Why Has the Financial Crisis Produced Few Criminal Cases? That is what the New York Times wants to know. And the answer it comes up with is: The financial crisis was a product of Wall Street greed, not criminality. This answer serves four purposes. First, for the notoriously leftist NYT, it strikes a note of moderation and fairness.

"See, we don't think all economic problems result from criminal businessmen."  Secondly, it nonetheless manages to blame businessmen for the economic crisis. "It was just a product of Wall Street greed, and Wall Street is always greedy. It's the nature of the beast." Thirdly, it obviates the suggestion that perhaps the villains were in Washington rather than New York. And fourthly, it implies that the ultimate solution to such crises must be an economic system that has no place for greed, such as, oh, an economy run by public servants. Update: Apparently, the question began with the New York Observer , so it seems that this thesis is a trial balloon that is already being floated by the leftist intelligentsia. The capitalist response must be to discover and publicize the simple and coherent story about how government regulators undermined the free-market system. Call it a first rough draft of history.

Black Will Stay in US. Conrad Black, according to his lawer, will not reveal more about the state of his finances to US District Court Judge Amy St. Eve. At his bail hearing on Jul 23, Black requested that he be allowed to visit his home in Canada, but St. Eve said she wanted to hear more about his available resources and give him an August 16 deadline to provide the information. Inasmuch as Black is not going to provide the data, it seems certain that he will have to remain in America while his appeals are heard.

The California Supreme Court Rules Against Google. Back in May I blogged about a suit charging Google with age discrimination in its firing of Brian Reid. Google protested that it had acceptable grounds for dismissing Reid and that whatever might have been said about him by co-workers did not reflect company policy and so was exempt under the "stray remarks" doctrine invented in 1988 by Justice Sandra Day O'Connor on one of her more creative days. ( No Company for Old Men? )

Predictably, in a further erosion of business rights, the California Supreme Court has now ruled against Google and so the case must go to trial on its merits. The court said: “An age-based remark not made directly in the context of an employment decision or uttered by a non-decision-maker may be relevant, circumstantial evidence of discrimination.” This ruling's potential to bring full-blown political correctness to the workplace is easily imagined.

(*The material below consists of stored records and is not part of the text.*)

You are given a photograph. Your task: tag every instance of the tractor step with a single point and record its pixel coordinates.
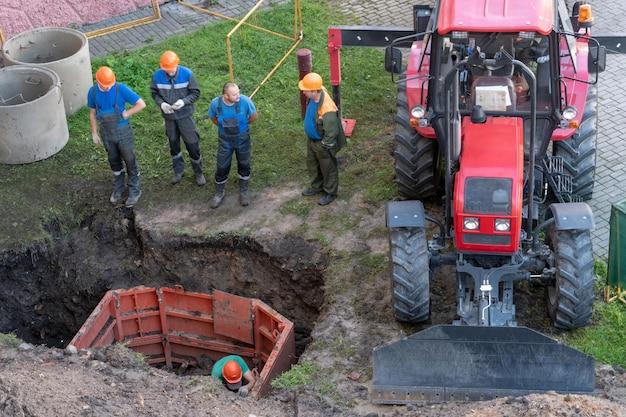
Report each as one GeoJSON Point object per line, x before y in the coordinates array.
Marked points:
{"type": "Point", "coordinates": [554, 164]}
{"type": "Point", "coordinates": [468, 363]}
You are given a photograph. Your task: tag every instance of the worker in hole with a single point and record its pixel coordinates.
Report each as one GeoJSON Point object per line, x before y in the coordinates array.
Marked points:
{"type": "Point", "coordinates": [107, 103]}
{"type": "Point", "coordinates": [232, 113]}
{"type": "Point", "coordinates": [323, 128]}
{"type": "Point", "coordinates": [232, 370]}
{"type": "Point", "coordinates": [175, 90]}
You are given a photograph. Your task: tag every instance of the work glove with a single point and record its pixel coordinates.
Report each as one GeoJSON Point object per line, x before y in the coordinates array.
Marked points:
{"type": "Point", "coordinates": [167, 109]}
{"type": "Point", "coordinates": [243, 391]}
{"type": "Point", "coordinates": [179, 104]}
{"type": "Point", "coordinates": [328, 146]}
{"type": "Point", "coordinates": [95, 137]}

First, companies were forbidden from making employment and promotion decisions on a variety of grounds, regardless of the employers' preferences . Now, any stray remark by any company employee may be used as evidence of anti-whatever-ism inside the company. Inevitably, companies will begin to crack down on any expression of groupism of any variety, no matter how deep-seated may be man's tendency to think in terms of stereotypes and to joke in terms of steretypes.